Many people begin to feel that the intimacy levels in their relationships begin to fade over time. They mistakenly believe this means the love is gone, but the truth is that all relationships develop into a pattern of habits and rituals that can often make people feel more like roommates than lovers.

Instead of giving up on your relationship, try using some relationship self help techniques to bring the intimacy levels back to where they were when you first met.

Start Small Talking

Research has shown that couples who engage in regular small talk will experience less arguments and fights throughout their relationship. Connective small talk doesn’t mean bombarding your partner with an hour-long diatribe about every single thing you did during the day.

Small talk is simply sharing opinions or observations from things you did through your day. It also means learning to avoid mono-syllable responses and actually showing a bit of interest in what each other is saying. Ask questions and respond to your partner with positivity.

Make Eye Contact

How many times do you really look your partner in the eye when you talk together? As relationships progress, many people tend to look in the direction of their partner’s eyes, but they don’t make eye contact.

When you first met, eye contact would have been high. Humans react to eye contact as being a positive way to build intimacy. As you become more familiar with each other, this decreases over time, which also leads people to believe the intimacy is dying.

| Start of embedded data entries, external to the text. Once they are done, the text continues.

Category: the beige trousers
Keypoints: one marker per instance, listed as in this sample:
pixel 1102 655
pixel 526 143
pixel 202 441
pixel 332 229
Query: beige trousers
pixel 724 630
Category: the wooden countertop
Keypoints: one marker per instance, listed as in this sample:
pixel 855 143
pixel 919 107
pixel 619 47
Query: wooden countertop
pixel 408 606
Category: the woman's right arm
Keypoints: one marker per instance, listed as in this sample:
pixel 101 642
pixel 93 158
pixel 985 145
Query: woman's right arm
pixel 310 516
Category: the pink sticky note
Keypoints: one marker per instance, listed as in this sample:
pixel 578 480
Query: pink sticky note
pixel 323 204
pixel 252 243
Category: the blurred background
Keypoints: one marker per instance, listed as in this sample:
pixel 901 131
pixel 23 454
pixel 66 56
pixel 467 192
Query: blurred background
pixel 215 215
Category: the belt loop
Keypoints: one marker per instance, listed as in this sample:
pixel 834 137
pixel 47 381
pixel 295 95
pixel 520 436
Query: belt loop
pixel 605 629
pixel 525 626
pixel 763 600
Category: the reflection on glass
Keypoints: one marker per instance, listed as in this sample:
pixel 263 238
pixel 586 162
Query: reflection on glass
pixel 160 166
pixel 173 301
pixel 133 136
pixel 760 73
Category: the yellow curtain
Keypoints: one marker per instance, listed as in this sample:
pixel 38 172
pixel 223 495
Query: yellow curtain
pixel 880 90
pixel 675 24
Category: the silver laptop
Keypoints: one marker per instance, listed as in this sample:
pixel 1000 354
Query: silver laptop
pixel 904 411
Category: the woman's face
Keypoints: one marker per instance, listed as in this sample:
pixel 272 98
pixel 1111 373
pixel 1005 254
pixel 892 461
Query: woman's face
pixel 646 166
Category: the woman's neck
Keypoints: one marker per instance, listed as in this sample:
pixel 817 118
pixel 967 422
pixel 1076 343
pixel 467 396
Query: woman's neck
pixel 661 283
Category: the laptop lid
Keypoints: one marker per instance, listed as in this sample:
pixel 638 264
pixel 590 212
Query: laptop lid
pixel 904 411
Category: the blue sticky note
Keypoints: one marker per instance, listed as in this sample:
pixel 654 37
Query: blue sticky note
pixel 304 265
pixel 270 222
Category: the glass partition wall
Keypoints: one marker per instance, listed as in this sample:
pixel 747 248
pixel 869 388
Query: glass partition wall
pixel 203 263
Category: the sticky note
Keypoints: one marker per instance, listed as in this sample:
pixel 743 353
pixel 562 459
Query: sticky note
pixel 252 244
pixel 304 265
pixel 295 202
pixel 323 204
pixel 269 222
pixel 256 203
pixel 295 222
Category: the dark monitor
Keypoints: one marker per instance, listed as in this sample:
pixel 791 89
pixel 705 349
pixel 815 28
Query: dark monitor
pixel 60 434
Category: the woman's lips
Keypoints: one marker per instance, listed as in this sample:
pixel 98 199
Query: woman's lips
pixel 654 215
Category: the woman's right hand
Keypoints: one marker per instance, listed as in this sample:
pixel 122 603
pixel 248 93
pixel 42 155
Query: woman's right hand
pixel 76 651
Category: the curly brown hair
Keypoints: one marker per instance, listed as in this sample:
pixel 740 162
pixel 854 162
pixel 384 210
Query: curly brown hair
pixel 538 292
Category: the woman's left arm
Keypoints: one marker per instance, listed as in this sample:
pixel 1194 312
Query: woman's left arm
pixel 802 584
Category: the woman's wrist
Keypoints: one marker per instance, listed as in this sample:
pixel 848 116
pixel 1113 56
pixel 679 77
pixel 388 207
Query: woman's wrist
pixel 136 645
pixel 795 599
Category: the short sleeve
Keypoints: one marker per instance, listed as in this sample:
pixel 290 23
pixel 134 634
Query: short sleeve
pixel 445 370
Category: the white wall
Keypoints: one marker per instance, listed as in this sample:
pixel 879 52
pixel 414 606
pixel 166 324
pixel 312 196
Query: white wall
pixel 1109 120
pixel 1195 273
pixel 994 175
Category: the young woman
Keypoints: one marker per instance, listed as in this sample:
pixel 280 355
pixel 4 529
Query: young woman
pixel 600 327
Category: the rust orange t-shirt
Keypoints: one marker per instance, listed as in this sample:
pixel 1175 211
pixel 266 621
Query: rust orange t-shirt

It Doesn’t all Have to Lead to Sex

Learning to touch your partner and encouraging them to touch you too in non-sexual ways can help to increase intimacy. Give your partner a hug without expecting it to lead to anything further. Offer your partner a back massage or a foot rub and don’t have an ulterior motive. Hold hands when you’re out together. These simple forms of physical contact re-establish a level of intimacy and trust in each other that can be very effective relationship self help techniques.

Appreciation

Instead of focusing on the things that annoy you about your partner, try focusing on the things you appreciate about them instead.  There must be things about your partner that attracted you to them originally, so spend some time each day focusing on the positive things and don’t waste time concentrating on the annoying traits that everyone has anyway.

Take Some Time Out

Far too many couples fall into a pattern of trying to spend all of their time with their partner.  They begin to feel as though their partner is somehow deserting them if they want to spend a little time doing something without their significant other. While it’s normal to enjoy each other’s company, it’s also important to remember that everyone needs a little time out occasionally.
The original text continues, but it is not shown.